After a painful 10 minutes, I heard the faint sound of a classical Moscow ambulance. The ambulance was Formula 1 on a highway flying though. Then two guys came barging through the door immediately taking me to the ambulance. On the ambulance, every bump felt like somebody was punching me in the wound, again and again, every small tension of my leg felt like I was sticking my leg into a bonfire. Scared to think about what's going to happen to me the pain I imagined myself in, was horrifying. I never needed stitches in my life. Which brought a whole new aspect to the situation I never felt pain like stitches this was going to be a brand new experience that I never had and was frightened for it to become a reality. When we arrived at the hospital, they immediately took me to the room and asked me to lay down on my side. I closed my eyes to see darkness focusing on not moving. Steadily they got to work and gave me local anesthetics. We were at the hospitals for hours. The first 30 minutes were the worst, those were the ones that gave me pain I never witnessed in my life. The second they put me on the table they started to work and operate the pain that my leg was in was incredible it felt like they were sticking a 2 by 4 into your nose just here it was into a wide open wound in my leg. After discussing exactly what happened with the police we went to the bus that took us home. The second I fell into my bed I felt 100 times lighter I saw the bright full moon outside the window, I heard my roommate ask me questions. And as time went by I felt my eyes slowly close my vision darker and darker until I painlessly went to sleep.
The next morning I had to leave for my flight to go home.

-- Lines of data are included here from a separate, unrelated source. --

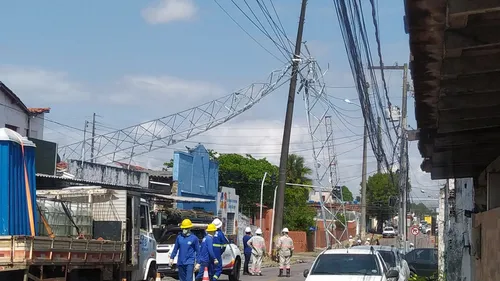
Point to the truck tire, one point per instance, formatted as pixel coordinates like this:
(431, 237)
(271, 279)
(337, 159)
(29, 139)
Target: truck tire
(235, 273)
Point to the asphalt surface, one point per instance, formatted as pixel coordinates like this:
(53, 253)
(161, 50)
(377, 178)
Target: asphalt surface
(269, 274)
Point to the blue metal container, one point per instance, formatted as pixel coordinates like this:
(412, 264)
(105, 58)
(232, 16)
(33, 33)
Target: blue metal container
(15, 206)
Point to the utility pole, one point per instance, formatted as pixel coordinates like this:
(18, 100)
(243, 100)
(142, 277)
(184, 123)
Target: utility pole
(285, 146)
(86, 124)
(363, 183)
(92, 144)
(403, 164)
(403, 169)
(379, 145)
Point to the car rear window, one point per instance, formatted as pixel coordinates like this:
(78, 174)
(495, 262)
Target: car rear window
(346, 264)
(388, 257)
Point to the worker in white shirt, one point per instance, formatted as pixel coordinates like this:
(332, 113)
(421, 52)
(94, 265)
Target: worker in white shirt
(258, 245)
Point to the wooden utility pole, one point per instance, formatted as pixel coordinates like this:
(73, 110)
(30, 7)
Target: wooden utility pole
(285, 146)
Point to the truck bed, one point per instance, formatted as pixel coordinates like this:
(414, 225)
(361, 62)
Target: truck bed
(21, 251)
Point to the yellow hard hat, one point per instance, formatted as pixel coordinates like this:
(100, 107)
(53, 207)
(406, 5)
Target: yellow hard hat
(211, 227)
(186, 223)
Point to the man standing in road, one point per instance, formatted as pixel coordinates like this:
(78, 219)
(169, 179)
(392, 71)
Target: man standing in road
(206, 257)
(258, 245)
(284, 247)
(187, 246)
(220, 244)
(247, 250)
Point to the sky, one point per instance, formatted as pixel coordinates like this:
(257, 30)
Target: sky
(134, 61)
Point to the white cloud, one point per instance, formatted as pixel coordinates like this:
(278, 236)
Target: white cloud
(165, 11)
(39, 87)
(140, 88)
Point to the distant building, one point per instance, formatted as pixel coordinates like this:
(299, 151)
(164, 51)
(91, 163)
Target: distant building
(15, 115)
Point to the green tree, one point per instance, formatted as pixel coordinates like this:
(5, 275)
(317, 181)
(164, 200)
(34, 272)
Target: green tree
(244, 174)
(347, 194)
(379, 190)
(296, 170)
(298, 215)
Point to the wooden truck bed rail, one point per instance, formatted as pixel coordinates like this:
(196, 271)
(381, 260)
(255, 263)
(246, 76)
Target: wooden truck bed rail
(16, 251)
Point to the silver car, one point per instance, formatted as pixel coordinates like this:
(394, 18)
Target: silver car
(393, 259)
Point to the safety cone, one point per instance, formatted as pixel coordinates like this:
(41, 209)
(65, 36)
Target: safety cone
(205, 275)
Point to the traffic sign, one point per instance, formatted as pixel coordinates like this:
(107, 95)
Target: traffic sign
(414, 230)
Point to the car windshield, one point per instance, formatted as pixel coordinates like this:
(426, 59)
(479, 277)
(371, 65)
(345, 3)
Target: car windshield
(346, 264)
(388, 257)
(170, 235)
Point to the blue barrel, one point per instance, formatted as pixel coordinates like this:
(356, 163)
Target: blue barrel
(18, 213)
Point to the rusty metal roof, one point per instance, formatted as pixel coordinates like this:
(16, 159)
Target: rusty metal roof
(455, 67)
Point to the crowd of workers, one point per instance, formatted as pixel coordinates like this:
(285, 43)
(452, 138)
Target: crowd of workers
(194, 257)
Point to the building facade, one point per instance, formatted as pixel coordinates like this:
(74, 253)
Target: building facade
(15, 115)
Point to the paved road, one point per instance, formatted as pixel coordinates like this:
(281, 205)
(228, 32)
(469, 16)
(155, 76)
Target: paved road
(271, 274)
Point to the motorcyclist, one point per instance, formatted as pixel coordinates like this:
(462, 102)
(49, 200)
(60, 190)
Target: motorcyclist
(285, 249)
(186, 245)
(247, 250)
(220, 243)
(206, 257)
(258, 245)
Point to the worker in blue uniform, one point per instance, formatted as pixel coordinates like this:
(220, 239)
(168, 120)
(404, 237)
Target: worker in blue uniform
(206, 257)
(187, 245)
(220, 243)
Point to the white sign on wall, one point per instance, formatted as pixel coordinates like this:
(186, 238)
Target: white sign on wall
(227, 209)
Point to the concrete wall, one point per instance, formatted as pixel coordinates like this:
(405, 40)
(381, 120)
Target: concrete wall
(488, 250)
(196, 176)
(107, 174)
(15, 116)
(458, 258)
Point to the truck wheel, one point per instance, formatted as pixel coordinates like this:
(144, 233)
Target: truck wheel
(235, 273)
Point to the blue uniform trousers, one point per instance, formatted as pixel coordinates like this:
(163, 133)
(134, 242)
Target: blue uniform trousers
(199, 276)
(186, 272)
(218, 267)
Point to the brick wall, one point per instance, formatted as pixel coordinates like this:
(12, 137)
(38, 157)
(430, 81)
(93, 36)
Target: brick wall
(486, 268)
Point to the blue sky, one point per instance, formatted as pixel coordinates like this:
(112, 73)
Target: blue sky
(132, 61)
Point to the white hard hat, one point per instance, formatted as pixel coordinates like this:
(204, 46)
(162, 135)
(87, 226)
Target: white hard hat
(217, 223)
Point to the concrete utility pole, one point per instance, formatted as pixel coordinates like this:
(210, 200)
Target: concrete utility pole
(403, 167)
(363, 183)
(84, 140)
(92, 144)
(379, 145)
(285, 146)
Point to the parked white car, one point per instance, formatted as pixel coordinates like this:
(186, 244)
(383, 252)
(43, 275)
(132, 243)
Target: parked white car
(231, 259)
(389, 232)
(394, 260)
(353, 264)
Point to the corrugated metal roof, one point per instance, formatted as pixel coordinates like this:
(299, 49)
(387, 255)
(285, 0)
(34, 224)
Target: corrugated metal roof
(149, 192)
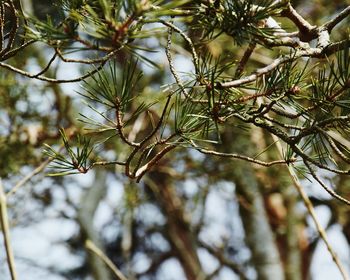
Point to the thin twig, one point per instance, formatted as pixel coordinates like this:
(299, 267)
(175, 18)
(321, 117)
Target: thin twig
(93, 248)
(311, 210)
(239, 156)
(333, 22)
(6, 232)
(323, 185)
(25, 179)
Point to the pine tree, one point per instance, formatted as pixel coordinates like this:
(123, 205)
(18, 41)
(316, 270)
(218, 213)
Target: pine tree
(247, 92)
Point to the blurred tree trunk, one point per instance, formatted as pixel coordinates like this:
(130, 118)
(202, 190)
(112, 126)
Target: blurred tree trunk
(183, 242)
(259, 235)
(88, 205)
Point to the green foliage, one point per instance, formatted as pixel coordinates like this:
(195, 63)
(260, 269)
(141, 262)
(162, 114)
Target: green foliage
(77, 160)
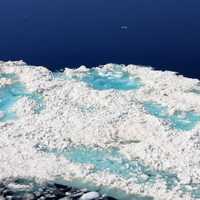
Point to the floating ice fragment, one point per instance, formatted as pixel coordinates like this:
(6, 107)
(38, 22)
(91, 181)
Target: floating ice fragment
(10, 94)
(90, 196)
(118, 80)
(115, 163)
(184, 121)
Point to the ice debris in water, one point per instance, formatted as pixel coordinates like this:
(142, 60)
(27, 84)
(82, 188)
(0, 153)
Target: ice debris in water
(112, 161)
(184, 121)
(11, 93)
(103, 108)
(111, 79)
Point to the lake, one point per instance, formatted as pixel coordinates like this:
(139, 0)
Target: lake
(69, 33)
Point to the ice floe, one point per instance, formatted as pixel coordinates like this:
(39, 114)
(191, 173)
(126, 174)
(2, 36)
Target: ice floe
(129, 128)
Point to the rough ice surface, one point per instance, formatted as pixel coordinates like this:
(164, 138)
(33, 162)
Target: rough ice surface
(179, 120)
(128, 128)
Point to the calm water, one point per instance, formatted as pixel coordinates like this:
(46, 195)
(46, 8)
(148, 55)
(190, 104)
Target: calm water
(92, 32)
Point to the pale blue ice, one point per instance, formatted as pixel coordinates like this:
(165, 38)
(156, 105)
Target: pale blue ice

I immediately noticed that when I stood up I could actually limp, my mind automatically calmed down and looked at the little positive thing that I said to myself: “What a killer battle wound I will have, and have a story forever.” The whole trip I tried to calculate and guess how long it will take for me to start playing basketball. After we landed, and took our suitcases, my mom, waiting there outside ran to give me a hug just a look at her face and I knew she was worried, the eyes looking down, her lips saying...nothing.
Days passed and as every day went by I could walk more and more. My leg felt better and better, after 3 weeks the doctor gave me a thumbs up to start playing sports. Reflecting on what happened I thought to myself and said: “If I ever have the chance to climb a climbing wall I would just because of a slip I will not let that stop my future experiences because I believe experiences are the only way people live.”